Kepribadian yang dibahas oleh Jung adalah mengenai psikhe, yaitu totalitas segala peristiwa psikis yang disadari maupun yang tidak disadari dan psikhe memiliki dua komponen pokok yang mempunyai peran penting bagi orientasi manusia dalam dunianya, yaitu sikap psikhe dan fungsi psikhe (Semiun, 2013). Jung menggunakan kombinasi sikap dan fungsi tersebut dalam mendeskripsikan tipe-tipe kepribadian manusia, kombinasi sikap (ekstrovent dan introvert) dengan fungsi (fikiran, perasaan, penginderaan dan intuisi) yang akan mengasilkan delapan macam tipe manusia, yaitu ekstrovert-fikirian, perasaan, penginderaan dan intuisi dan introvertfikiran, perasaan, penginderaan dan intuisi (Alwisol, 2012). Eysenk menjelaskan ekstroversi adalah individu yang secara umum mudah bersosialisas, aktif, dan ramah, mereka juga dianggap memiliki keterangsangan otak yang relatif berada pada tingkat yang lebih rendah dan cenderung mencari stimulasi. Menurut pendekatan Big Five, istilah ini merujuk pada dimensi kepribadian yang meliputi antusiasme, dominasi, dan sosiabilitas.
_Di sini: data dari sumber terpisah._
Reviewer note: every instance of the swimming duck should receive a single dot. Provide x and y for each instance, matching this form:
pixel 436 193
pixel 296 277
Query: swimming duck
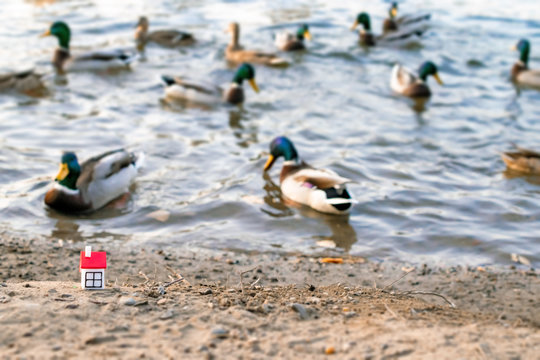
pixel 522 160
pixel 167 38
pixel 207 93
pixel 320 189
pixel 288 42
pixel 392 23
pixel 396 38
pixel 521 73
pixel 404 82
pixel 92 185
pixel 235 52
pixel 22 81
pixel 95 60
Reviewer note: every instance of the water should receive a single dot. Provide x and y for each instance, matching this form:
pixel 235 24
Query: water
pixel 430 184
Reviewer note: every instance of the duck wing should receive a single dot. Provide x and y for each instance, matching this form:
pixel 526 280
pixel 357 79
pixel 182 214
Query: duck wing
pixel 193 84
pixel 321 178
pixel 170 37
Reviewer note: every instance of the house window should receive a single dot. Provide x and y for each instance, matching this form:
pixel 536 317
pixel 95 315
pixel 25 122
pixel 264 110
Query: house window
pixel 93 280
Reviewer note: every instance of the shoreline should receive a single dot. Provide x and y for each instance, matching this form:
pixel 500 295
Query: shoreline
pixel 233 305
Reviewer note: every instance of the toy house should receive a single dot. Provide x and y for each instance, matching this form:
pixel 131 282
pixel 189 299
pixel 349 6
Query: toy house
pixel 92 266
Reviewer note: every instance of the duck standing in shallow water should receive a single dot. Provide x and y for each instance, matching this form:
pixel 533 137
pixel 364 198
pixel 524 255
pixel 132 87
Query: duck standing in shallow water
pixel 185 89
pixel 235 52
pixel 403 37
pixel 522 160
pixel 92 185
pixel 404 82
pixel 167 38
pixel 286 41
pixel 95 60
pixel 521 74
pixel 320 189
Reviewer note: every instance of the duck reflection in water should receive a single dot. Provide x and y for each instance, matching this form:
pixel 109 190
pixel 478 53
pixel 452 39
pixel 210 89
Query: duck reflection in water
pixel 343 234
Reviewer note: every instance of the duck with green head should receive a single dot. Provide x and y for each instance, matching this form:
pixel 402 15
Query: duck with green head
pixel 521 73
pixel 92 185
pixel 404 82
pixel 420 22
pixel 403 37
pixel 320 189
pixel 200 92
pixel 286 41
pixel 95 60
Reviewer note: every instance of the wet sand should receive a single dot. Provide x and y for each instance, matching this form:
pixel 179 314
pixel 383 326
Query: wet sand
pixel 256 306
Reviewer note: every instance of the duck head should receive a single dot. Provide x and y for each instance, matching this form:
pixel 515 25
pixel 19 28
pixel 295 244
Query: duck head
pixel 393 10
pixel 429 68
pixel 61 31
pixel 303 32
pixel 362 19
pixel 69 171
pixel 246 72
pixel 280 146
pixel 524 48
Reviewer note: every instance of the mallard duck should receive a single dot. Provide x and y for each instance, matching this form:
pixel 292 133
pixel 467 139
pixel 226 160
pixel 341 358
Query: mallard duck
pixel 286 41
pixel 404 82
pixel 22 81
pixel 235 52
pixel 95 60
pixel 207 93
pixel 521 73
pixel 320 189
pixel 167 38
pixel 393 23
pixel 522 160
pixel 396 38
pixel 92 185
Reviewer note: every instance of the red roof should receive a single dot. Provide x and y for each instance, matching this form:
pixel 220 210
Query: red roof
pixel 97 260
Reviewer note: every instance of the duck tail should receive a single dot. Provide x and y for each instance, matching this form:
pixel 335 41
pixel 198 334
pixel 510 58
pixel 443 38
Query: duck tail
pixel 168 80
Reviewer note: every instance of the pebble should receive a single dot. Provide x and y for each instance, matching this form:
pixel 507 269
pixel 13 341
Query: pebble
pixel 220 333
pixel 128 301
pixel 167 315
pixel 301 310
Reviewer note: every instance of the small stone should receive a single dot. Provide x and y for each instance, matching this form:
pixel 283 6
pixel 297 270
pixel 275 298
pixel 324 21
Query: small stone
pixel 128 301
pixel 220 333
pixel 162 301
pixel 301 310
pixel 167 315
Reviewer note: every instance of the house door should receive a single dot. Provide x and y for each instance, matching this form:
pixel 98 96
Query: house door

Individu yang rendah dalam dimensi ektraversi ini dianggap individu yang introvert. Dalam teori biologis Eysenk istilah introversi menggambarkan individu yang cenderung pendiam, suka menyediri, bijaksana, dan juga memiliki tingkat aktivitas otak yang relatif lebih tinggi, hingga membuat mereka berusaha menghindari lingkungan sosial yang menstimulasi mereka. Menurut pendekatan Big Five, istilah introversi digunakan untuk menggambarkan individu yang rendah pada dimensi ekstraversion. Individu yang introver cenderung pemalu, submisif, manarik diri, dan pendiam (Friedman & Schustack, 2008). Menurut Jung individu yang lebih cenderung pada kepribadian ekstrovert adalah individu yang memiliki pandangan objektif, tidak mempersonalisasikan sesuatu mengenai dunia dan individu dengan kepribadian introvert secara esensi [66]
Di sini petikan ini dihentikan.